Local community members are asking many questions about the safety of our area roadways following a series of Florida car accidents last Sunday on Interstate 75 that took the lives of at least 10 Floridians. Those driving in the area probably noticed that heavy smoke and fog blanketed large stretches of the highway, making visibility for drivers close to impossible. The fog was caused by a fire that had started in the Paynes Prairie area south of Gainesville. According to a report in the USA Today, it wasn't long before the weather led to a 3-vehicle accident. One motorist was severely injured in that collision and a stretch of the highway was temporarily closed.
Shortly after the road re-opened following that initial crash, an incredible 18 vehicles were caught in a chain-reaction collision instigated by the poor visibility. More than a dozen cars and at least 6 tractor-trailers were involved. When all was said and done, at least 10 travelers were killed and many others were injured – some severely. Our Florida auto accident lawyer has worked on these motor vehicle cases for years and understands that this tragedy is one of the worst pile-ups in decades.
The Panama City car accident attorney at our firm knows that in the aftermath of these accidents, the legal issues related to the event are far from the minds of the victims.

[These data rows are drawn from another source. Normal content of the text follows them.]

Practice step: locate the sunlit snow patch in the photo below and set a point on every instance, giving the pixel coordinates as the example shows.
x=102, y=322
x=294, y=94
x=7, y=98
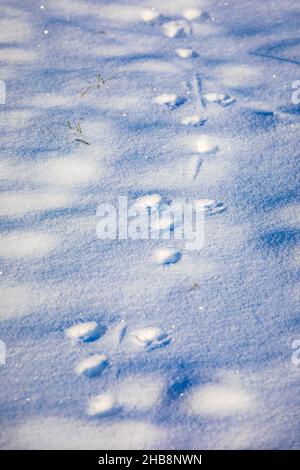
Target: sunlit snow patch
x=92, y=365
x=210, y=206
x=149, y=15
x=169, y=99
x=219, y=98
x=102, y=405
x=149, y=201
x=218, y=400
x=88, y=331
x=151, y=338
x=194, y=14
x=167, y=256
x=193, y=120
x=140, y=392
x=185, y=53
x=175, y=29
x=27, y=244
x=206, y=145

Medical recovery and dealing with the grieving process are of paramount concern. However, there will eventually come a time for very serious questions to be asked about what caused this accident, how it could have been prevented, and what steps need to be taken to avoid a repeat occurrence. When it comes to potential legal liability there are two big issues to sort through:
1) What individual acts of negligence led to the pile-up? Subsequent legal actions filed on behalf of victims would try to parse out the series of events that actually caused the chain-reaction to occur. For one thing, the source of the fire must be determined, as the fire is likely one of the main causes spurring the accident. The overall analysis will rely heavily on the results of investigations into the collision by law enforcement officials. Similar legal principles will apply whether the suits are filed by injured victims or whether they are wrongful death lawsuits filed by family members of those killed in the tragedy.
2) Do public bodies, which allowed driving in the dangerous stretch of road in the middle of such challenging weather conditions, bear some responsibility? Interstate 75 has had its share of road tragedies in the past, and one local paper has referred to the stretch of highway between Ocala and Gainesville as a "Bermuda Triangle." Should public officials have better warned drivers of the danger of the area? Officials had the power to close the highway, particularly because there had already been a serious 3-car accident before the larger eighteen-vehicle collision. Officials may have been able to do more to prevent the pile-up. Over the years many have actually called for a truck bypass to be built in the area to avoid tragedies just like this one.
Whatever the case, there is undoubtedly much more to this Florida road tragedy. Everything must be done to ensure the victims (and their families) are provided as much support as possible. Other motorists should also take note and use the incident as another reminder of the risks that exist whenever one travels, and the need to take every possible precaution to remain safe on the road.